Ticari davaların neden ibaret olduğunu düzenleyen aynı yasanın 4. Maddesi 1. Fıkrası ise” Her iki tarafın ticari işletmesiyle ilgili hususlardan doğan hukuk davaları ile tarafların tacir olup olmadıklarına bakılmaksızın bu kanunda ve maddenin b,c,d,e,f, bentlerinde öngörülen hususlardan doğan hukuk davaları ticari dava sayılır düzenlemesini getirmiştir.

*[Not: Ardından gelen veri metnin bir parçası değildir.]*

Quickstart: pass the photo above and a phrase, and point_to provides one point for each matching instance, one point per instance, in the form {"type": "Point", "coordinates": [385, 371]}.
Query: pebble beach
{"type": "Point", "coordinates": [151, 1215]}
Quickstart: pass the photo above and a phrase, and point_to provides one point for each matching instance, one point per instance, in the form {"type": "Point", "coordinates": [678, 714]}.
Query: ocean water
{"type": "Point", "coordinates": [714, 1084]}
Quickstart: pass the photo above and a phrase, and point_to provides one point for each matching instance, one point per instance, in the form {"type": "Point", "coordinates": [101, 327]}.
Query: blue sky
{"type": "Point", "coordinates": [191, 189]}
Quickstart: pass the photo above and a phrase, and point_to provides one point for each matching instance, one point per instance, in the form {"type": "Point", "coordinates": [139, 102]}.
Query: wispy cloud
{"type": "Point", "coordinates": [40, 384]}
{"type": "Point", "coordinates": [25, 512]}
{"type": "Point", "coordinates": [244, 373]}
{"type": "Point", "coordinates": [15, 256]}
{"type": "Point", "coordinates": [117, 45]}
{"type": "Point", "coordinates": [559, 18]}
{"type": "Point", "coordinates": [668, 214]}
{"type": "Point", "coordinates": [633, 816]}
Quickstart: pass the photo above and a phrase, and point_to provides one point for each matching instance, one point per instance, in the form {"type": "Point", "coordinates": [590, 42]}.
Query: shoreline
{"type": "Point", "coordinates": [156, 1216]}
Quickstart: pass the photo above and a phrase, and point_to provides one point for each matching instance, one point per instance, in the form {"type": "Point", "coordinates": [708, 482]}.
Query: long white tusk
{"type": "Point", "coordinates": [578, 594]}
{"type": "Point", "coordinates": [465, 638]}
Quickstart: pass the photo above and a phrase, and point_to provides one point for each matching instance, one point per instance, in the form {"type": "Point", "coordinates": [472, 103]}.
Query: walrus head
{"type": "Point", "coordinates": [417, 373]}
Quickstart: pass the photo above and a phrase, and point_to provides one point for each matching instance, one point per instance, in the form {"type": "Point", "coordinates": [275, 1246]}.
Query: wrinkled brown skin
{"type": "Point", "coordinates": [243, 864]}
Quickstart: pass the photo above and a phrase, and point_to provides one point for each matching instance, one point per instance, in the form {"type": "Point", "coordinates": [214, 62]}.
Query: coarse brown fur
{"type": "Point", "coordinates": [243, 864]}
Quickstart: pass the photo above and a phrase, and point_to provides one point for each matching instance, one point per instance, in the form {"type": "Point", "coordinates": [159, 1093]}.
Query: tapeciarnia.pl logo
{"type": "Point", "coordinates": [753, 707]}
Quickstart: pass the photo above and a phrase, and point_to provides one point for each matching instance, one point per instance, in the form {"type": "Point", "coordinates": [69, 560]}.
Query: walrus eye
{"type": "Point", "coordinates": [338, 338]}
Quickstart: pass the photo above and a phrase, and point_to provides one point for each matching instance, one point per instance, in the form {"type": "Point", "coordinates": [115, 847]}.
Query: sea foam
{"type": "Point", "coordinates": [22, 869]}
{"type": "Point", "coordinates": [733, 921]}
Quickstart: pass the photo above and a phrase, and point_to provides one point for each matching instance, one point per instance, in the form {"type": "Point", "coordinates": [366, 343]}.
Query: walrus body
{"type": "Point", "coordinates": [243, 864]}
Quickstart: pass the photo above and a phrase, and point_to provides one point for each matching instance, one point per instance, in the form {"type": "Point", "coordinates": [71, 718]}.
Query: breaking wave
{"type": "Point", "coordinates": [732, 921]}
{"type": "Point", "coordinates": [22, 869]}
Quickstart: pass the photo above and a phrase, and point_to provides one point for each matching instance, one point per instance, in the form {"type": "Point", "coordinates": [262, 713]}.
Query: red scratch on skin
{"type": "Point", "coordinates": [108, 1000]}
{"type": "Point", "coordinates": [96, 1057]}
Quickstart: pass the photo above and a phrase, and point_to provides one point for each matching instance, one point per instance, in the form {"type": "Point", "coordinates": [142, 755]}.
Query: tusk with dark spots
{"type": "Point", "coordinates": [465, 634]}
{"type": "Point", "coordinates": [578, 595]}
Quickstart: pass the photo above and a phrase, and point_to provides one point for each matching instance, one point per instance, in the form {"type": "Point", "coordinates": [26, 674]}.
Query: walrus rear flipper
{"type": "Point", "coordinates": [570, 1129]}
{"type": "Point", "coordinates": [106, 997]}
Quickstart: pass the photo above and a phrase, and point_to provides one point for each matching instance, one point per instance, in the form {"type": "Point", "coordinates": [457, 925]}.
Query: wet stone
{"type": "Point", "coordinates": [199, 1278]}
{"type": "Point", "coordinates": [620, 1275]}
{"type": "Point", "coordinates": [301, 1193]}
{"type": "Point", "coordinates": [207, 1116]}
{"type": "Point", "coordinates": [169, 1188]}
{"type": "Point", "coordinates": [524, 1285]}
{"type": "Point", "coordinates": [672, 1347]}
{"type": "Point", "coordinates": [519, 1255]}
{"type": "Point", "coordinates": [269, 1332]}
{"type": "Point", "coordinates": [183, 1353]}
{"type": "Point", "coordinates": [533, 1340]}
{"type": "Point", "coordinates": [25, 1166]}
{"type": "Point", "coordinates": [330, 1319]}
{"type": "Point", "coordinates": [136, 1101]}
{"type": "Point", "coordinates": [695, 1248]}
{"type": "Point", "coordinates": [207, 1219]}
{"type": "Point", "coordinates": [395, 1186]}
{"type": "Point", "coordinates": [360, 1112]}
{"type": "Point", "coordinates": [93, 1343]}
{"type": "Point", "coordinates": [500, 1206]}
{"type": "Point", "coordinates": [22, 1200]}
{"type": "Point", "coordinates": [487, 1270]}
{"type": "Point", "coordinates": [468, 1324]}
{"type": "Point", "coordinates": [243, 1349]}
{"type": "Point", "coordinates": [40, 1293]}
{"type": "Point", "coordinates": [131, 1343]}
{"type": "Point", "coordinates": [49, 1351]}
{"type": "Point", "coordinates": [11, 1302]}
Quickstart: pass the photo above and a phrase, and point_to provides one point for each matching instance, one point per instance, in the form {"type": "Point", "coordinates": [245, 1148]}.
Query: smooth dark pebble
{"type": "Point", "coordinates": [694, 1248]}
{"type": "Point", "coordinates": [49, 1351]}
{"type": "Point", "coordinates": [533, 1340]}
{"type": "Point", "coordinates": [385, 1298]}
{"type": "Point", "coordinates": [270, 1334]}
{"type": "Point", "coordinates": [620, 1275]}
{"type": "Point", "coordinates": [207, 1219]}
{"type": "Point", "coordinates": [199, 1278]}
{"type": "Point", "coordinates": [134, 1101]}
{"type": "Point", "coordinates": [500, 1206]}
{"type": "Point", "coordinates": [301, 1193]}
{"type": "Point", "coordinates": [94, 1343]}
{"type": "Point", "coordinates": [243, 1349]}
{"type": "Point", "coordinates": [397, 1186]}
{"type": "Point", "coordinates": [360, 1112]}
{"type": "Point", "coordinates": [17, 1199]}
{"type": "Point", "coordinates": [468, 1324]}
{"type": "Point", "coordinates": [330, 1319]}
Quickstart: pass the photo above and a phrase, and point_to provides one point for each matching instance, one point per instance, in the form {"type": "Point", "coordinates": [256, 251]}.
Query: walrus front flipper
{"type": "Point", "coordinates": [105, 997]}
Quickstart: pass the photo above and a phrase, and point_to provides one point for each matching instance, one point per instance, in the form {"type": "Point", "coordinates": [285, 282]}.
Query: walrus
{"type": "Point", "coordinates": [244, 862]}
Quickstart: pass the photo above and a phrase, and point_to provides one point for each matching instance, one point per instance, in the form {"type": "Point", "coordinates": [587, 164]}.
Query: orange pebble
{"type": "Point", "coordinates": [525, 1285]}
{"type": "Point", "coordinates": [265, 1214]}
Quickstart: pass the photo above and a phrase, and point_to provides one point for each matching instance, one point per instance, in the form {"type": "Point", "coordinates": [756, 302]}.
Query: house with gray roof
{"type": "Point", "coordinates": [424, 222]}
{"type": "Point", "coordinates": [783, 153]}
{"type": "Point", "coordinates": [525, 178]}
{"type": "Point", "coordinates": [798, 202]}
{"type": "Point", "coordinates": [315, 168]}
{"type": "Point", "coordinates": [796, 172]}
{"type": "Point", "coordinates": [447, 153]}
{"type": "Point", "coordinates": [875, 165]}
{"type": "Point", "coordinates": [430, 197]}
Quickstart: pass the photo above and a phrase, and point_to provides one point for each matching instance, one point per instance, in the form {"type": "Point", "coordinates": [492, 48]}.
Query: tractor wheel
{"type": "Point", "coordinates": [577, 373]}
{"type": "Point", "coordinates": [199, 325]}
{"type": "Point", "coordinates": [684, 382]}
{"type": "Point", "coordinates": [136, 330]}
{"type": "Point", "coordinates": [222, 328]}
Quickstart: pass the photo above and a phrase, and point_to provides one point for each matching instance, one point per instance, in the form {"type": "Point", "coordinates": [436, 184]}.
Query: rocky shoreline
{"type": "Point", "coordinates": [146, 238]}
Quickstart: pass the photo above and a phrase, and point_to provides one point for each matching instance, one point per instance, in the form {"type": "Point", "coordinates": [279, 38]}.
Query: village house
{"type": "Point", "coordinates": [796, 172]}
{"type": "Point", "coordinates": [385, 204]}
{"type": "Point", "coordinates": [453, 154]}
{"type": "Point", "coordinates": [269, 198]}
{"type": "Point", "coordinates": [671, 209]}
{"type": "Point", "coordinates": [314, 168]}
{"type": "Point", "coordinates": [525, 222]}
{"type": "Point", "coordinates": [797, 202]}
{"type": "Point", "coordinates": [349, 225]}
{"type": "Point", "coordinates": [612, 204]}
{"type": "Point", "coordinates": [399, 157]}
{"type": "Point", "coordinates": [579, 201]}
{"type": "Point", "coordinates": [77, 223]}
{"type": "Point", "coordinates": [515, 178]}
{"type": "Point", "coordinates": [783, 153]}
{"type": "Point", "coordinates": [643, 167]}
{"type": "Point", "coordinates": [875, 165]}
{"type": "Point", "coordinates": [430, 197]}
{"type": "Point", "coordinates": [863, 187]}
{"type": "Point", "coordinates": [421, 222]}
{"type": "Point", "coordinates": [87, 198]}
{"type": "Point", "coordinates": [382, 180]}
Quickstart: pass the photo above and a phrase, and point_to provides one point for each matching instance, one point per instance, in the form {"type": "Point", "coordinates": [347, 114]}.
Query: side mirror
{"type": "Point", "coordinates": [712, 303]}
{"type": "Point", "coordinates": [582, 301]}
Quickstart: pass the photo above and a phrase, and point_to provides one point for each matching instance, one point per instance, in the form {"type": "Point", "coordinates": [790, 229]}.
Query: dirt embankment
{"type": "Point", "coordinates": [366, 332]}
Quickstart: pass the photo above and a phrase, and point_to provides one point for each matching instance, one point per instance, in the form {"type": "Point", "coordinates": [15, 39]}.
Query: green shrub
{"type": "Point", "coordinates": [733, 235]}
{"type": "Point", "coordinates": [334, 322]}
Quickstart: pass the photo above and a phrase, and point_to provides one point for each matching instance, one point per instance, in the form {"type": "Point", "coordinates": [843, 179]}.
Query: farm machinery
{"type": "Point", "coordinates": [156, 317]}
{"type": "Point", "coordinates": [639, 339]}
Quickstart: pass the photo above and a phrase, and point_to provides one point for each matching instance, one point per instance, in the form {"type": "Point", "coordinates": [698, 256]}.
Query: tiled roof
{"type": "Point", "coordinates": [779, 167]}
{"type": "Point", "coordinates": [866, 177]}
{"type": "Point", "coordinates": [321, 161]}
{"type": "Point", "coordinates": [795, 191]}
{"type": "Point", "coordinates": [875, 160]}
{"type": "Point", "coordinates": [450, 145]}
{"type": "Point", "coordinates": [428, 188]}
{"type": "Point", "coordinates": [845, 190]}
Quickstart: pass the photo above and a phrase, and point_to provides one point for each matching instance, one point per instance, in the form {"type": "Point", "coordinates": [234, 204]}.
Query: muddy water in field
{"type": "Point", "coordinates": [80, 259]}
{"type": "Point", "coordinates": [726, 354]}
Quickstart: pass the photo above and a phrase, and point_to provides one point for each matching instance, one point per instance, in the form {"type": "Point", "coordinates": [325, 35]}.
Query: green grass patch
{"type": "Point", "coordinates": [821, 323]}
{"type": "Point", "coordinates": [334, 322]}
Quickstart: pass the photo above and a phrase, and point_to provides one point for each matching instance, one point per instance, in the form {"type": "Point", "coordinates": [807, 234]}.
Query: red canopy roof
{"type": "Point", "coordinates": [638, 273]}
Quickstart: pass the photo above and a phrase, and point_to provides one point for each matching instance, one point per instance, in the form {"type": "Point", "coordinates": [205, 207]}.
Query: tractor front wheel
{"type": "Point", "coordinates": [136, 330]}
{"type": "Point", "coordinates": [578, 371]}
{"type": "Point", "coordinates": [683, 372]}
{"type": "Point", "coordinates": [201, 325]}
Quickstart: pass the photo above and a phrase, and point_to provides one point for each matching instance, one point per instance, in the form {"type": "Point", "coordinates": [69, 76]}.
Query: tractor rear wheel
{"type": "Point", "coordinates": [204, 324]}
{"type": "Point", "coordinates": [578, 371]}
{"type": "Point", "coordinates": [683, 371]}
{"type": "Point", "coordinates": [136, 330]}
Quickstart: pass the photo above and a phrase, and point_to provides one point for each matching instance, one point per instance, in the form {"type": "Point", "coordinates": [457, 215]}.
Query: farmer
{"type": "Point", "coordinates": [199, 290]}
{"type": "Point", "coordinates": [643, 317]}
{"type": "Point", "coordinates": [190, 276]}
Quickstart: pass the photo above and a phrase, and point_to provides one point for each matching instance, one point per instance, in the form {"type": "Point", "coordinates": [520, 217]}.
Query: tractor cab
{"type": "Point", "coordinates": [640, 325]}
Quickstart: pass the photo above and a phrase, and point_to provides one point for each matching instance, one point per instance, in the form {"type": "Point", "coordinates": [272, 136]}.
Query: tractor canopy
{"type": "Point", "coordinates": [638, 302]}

6100 Sayılı HMK’nın 1.maddesinde; görevin kamu düzenine ilişkin olduğu düzenlenmiş olup aynı yasanın 114/1-c maddesinde; görevin dava şartı olduğu belirtilerek, mahkemenin görevli olup olmadığını davanın her aşamasında mahkemenin kendiliğinden araştıracağı hükmüne yer verilmiştir.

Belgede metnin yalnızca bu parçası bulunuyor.